Jean-Vincent Placé renvoyé en correctionnelle le 11 juillet prochain et placé sous contrôle judiciaire

Après son altercation dans un bar parisien, l'ex-secrétaire d'Etat Jean-Vincent Placé sera jugé le 11 juillet par le tribunal correctionnel de Paris.

Jean-Vincent Placé, alors secrétaire d\'État, le 24 janvier 2017, à l\'Assemblée nationale.
Jean-Vincent Placé, alors secrétaire d'État, le 24 janvier 2017, à l'Assemblée nationale. (BERTRAND GUAY / AFP)

La garde à vue de Jean-Vincent Placé a été levée, vendredi 6 avril en début d'après-midi, après que l'ex-secrétaire d'État et ancien sénateur a été déféré au parquet. Il sera convoqué devant le tribunal correctionnel de Paris, le 11 juillet prochain, a appris franceinfo auprès de l'un de ses avocats et par une source judiciaire ce vendredi après-midi.

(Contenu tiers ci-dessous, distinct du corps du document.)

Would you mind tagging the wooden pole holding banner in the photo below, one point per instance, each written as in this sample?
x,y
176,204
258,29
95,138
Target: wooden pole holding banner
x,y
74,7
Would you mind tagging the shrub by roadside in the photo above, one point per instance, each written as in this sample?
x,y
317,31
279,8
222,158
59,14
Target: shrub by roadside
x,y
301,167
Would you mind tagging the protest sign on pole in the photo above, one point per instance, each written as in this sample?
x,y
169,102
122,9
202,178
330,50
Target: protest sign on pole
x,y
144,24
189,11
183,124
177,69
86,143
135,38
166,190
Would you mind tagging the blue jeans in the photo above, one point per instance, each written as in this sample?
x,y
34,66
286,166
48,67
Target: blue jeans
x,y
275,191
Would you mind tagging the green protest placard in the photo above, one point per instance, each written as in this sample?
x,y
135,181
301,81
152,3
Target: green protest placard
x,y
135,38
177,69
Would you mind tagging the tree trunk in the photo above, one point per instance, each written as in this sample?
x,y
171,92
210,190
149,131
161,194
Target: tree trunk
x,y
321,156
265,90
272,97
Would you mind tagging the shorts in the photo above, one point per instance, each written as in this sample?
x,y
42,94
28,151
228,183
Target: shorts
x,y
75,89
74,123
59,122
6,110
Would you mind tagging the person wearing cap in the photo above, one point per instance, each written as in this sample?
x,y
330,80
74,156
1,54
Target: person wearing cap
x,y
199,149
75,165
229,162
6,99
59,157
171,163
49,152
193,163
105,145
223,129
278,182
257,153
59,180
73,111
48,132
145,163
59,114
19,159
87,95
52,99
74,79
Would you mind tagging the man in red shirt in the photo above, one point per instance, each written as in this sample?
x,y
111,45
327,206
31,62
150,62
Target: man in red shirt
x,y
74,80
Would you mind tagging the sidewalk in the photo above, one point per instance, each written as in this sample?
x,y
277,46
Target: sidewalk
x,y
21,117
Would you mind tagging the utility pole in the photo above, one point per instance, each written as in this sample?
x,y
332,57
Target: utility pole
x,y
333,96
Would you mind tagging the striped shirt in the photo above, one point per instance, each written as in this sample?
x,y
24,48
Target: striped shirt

Il a été placé sous contrôle judiciaire, a indiqué cette source judiciaire à franceinfo.

Selon les avocats, Jean-Vincent Placé reconnaît uniquement l'outrage sur personne dépositaire de l'autorité publique.

Jean-Vincent Placé avait été arrêté dans la nuit de mercredi à jeudi et placé en garde à vue pour "outrage sur personne dépositaire de l'autorité publique", "insulte à caractère racial" et "violence sans incapacité commise en état d'ivresse". Il a passé deux nuits dans les locaux du commissariat central des 5e et 6e arrondissements de Paris. 

Soupçons d'insultes envers trois personnes

Jean-Vincent Placé est soupçonné d'avoir insulté le videur du bar dansant La Piscine, dans le 6e arrondissement de Paris, une jeune femme de 21 ans à qui il a demandé de danser pour un ami qui l’accompagnait – le sénateur UDI de Haute-Savoie Loïc Hervé – en échange d’une rémunération. Il lui est également reproché d'avoir insulté un policier venu l'interpeller.

Selon nos informations, le policier a porté plainte pour "outrage sur personne dépositaire de l'autorité publique", ainsi que la jeune femme de 19 ans. Le vigile lui n'a pas porté plainte, ont précisé les avocats de Jean-Vincent Placé. Il a été entendu mais n'a pas répondu à la confrontation.

L'ancien secrétaire d'État a été contrôlé à 2h25 dans la nuit de mercredi à jeudi, avec 2,5 grammes d'alcool dans le sang. Il avait assuré, lors de son transport jusqu'au commissariat, qu'il avait été agressé par un homme d’extrême droite et qu'il avait reçu un coup du côté gauche du visage, mais il n’a aucune trace visible.